Saat tengah bekerja, korban tiba-tiba didatangi rombongan pengendara sepeda motor yang jumlahnya diperkirakan mencapai 10 kendaraan. Sejumlah orang dalam rombongan tersebut diketahui membawa senjata tajam jenis corbek atau celurit panjang.
Merasa terancam, korban bersama rekannya berupaya menyelamatkan diri dengan meninggalkan lokasi. Namun, rombongan tersebut justru melakukan pengejaran hingga korban mengalami kecelakaan dan terjatuh.
Dalam kondisi korban terjatuh, sejumlah pelaku kemudian melakukan pengeroyokan secara bersama-sama. Bahkan, senjata tajam turut digunakan dalam aksi tersebut sebelum para pelaku melarikan diri.
Akibat kejadian itu, korban mengalami luka serius. Jari telunjuk tangan kanannya terputus. Selain itu, korban juga mengalami luka robek pada kepala dan kaki serta luka pada bagian punggung.
Kapolres Subang AKBP Andi Purwanto mengatakan, setelah menerima laporan, personel Polsek Purwadadi langsung melakukan serangkaian penyelidikan untuk mengidentifikasi para pelaku.

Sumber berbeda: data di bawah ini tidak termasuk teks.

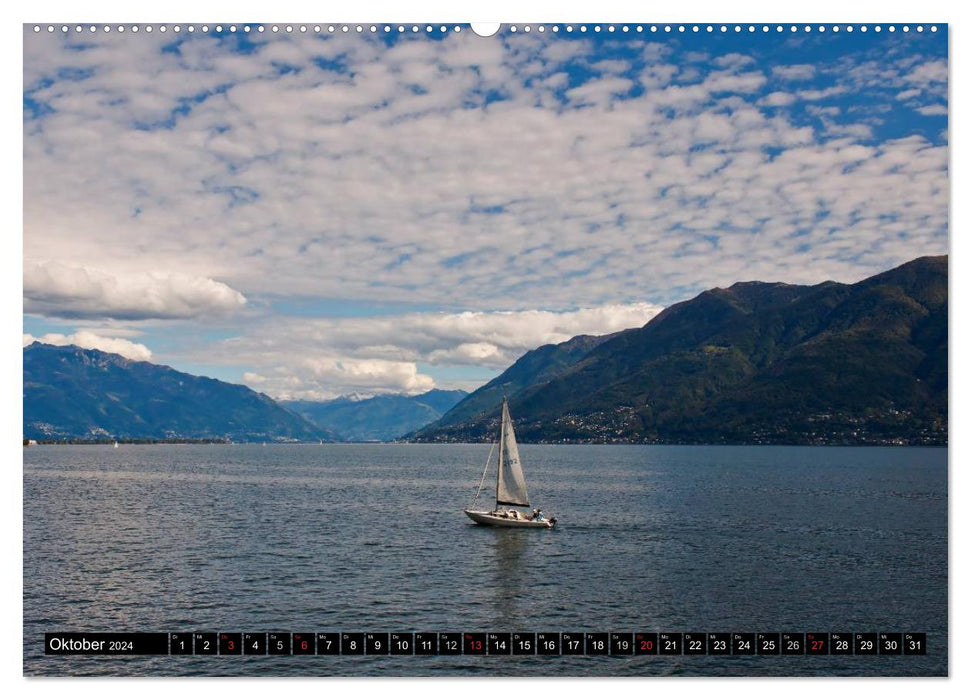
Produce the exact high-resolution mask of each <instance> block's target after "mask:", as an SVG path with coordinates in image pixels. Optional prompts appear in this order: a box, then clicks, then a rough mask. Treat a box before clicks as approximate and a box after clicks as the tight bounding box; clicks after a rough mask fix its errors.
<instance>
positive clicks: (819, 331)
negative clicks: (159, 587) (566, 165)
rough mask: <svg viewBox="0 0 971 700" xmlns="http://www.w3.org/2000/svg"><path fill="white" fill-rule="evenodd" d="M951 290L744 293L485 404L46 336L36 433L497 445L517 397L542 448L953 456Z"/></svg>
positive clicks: (676, 321)
mask: <svg viewBox="0 0 971 700" xmlns="http://www.w3.org/2000/svg"><path fill="white" fill-rule="evenodd" d="M947 281H948V259H947V257H946V256H940V257H925V258H918V259H916V260H913V261H911V262H909V263H906V264H904V265H902V266H900V267H897V268H895V269H893V270H889V271H887V272H884V273H881V274H879V275H875V276H873V277H870V278H868V279H865V280H863V281H861V282H857V283H856V284H840V283H837V282H823V283H821V284H817V285H811V286H805V285H792V284H783V283H779V282H774V283H767V282H739V283H737V284H734V285H732V286H731V287H728V288H725V289H722V288H716V289H710V290H708V291H705V292H702V293H701V294H699V295H698V296H696V297H694V298H693V299H690V300H688V301H684V302H681V303H678V304H674V305H673V306H670V307H668V308H667V309H665V310H664V311H663V312H661V313H660V314H658V315H657V316H655V317H654V318H653V319H651V321H650V322H649V323H647V324H646V325H645V326H643V327H641V328H632V329H629V330H626V331H621V332H618V333H613V334H611V335H606V336H588V335H580V336H576V337H574V338H572V339H570V340H568V341H566V342H563V343H559V344H556V345H544V346H542V347H540V348H537V349H535V350H531V351H529V352H527V353H526V354H524V355H523V356H522V357H520V358H519V359H518V360H517V361H516V362H515V363H514V364H513V365H512V366H510V367H509V368H508V369H507V370H506V371H504V372H503V373H502V374H501V375H499V376H498V377H496V378H495V379H493V380H492V381H490V382H489V383H487V384H486V385H484V386H482V387H480V388H479V389H477V390H476V391H474V392H472V393H471V394H468V395H465V394H464V392H458V391H451V392H450V391H438V390H433V391H430V392H428V393H426V394H422V395H419V396H413V397H406V396H379V397H374V398H371V399H365V400H354V399H350V398H341V399H335V400H332V401H326V402H308V401H292V402H291V401H288V402H276V401H274V400H273V399H271V398H270V397H269V396H266V395H265V394H261V393H257V392H255V391H253V390H251V389H249V388H247V387H245V386H240V385H235V384H229V383H226V382H222V381H219V380H216V379H210V378H208V377H197V376H193V375H190V374H187V373H184V372H179V371H176V370H174V369H172V368H171V367H165V366H162V365H156V364H152V363H149V362H135V361H132V360H129V359H126V358H124V357H121V356H120V355H114V354H111V353H106V352H102V351H99V350H88V349H82V348H79V347H76V346H53V345H45V344H42V343H33V344H31V345H29V346H27V347H25V348H24V351H23V380H24V389H23V391H24V394H23V400H24V401H23V407H24V416H23V430H24V438H25V439H35V440H106V439H156V440H180V439H182V440H232V441H236V442H239V441H269V440H277V441H315V442H316V441H317V440H324V441H336V440H349V441H375V440H377V441H386V440H392V439H397V438H401V437H403V436H404V437H405V438H406V439H408V440H412V441H417V442H475V441H482V440H492V439H494V438H495V435H496V434H497V432H498V409H499V406H500V403H501V400H502V397H503V396H507V397H508V399H509V403H510V408H511V410H512V413H513V417H514V419H515V421H516V432H517V434H518V436H519V438H520V440H521V441H524V442H581V443H582V442H616V443H712V444H725V443H733V444H848V445H867V444H910V445H946V444H947V440H948V427H947V425H948V373H947V362H948V354H947V353H948V351H947V340H948V303H947V296H948V288H947ZM423 426H424V427H423Z"/></svg>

Hasil penyelidikan membuahkan hasil. Polisi berhasil mengamankan dua orang tersangka berinisial RN dan AZ di tempat berbeda.
“Kedua tersangka sudah kami amankan dan ditahan untuk menjalani proses hukum. Kami juga masih melakukan pengejaran terhadap pelaku lainnya yang sudah berhasil diidentifikasi,” ujar Kapolres Subang.

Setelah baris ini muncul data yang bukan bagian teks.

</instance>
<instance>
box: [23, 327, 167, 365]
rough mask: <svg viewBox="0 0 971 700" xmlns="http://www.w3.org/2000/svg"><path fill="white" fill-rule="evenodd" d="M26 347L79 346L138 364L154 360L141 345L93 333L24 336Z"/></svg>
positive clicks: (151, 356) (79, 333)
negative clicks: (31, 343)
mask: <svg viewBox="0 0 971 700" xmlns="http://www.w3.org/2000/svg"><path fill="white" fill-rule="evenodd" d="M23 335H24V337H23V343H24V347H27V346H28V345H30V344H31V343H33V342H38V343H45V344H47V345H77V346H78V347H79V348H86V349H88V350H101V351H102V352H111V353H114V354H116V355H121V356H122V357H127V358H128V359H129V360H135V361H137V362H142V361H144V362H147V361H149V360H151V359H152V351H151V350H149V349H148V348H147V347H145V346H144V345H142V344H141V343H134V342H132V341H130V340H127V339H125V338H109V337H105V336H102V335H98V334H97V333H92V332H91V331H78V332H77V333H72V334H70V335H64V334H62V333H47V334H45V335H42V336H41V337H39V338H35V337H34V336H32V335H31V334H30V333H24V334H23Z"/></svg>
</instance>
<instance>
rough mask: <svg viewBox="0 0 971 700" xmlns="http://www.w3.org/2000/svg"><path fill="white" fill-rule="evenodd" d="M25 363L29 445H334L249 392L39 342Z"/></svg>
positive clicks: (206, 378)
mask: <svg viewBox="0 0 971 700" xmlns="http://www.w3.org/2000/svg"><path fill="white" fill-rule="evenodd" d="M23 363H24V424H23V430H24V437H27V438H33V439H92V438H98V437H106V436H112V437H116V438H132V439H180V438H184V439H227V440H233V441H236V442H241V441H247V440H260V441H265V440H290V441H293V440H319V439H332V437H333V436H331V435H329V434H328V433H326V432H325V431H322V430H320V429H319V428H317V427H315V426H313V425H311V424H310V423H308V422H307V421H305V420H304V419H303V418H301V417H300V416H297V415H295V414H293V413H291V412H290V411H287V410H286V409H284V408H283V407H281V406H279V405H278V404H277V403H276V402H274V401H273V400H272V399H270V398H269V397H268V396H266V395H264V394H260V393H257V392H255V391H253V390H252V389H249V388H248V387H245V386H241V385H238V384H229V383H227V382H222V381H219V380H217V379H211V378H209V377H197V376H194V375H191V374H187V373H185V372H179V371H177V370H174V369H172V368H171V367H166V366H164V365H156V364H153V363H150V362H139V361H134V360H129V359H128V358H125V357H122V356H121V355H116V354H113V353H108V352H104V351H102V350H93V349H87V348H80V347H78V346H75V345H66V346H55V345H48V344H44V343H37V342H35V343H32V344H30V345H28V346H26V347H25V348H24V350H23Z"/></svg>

Selain mengamankan dua tersangka, polisi telah mengidentifikasi lima pelaku lainnya yang kini masuk dalam daftar pencarian
Dari pengungkapan perkara tersebut, petugas turut menyita sejumlah barang bukti berupa 13 buah celurit panjang atau corbek, pakaian dan celana milik korban, satu unit telepon seluler, serta satu unit sepeda motor.
Polres Subang menegaskan tidak akan memberikan ruang bagi kelompok yang melakukan kekerasan maupun aksi jalanan dengan menggunakan senjata tajam. Penegakan hukum akan terus dilakukan demi menciptakan rasa aman bagi masyarakat di wilayah Kabupaten Subang.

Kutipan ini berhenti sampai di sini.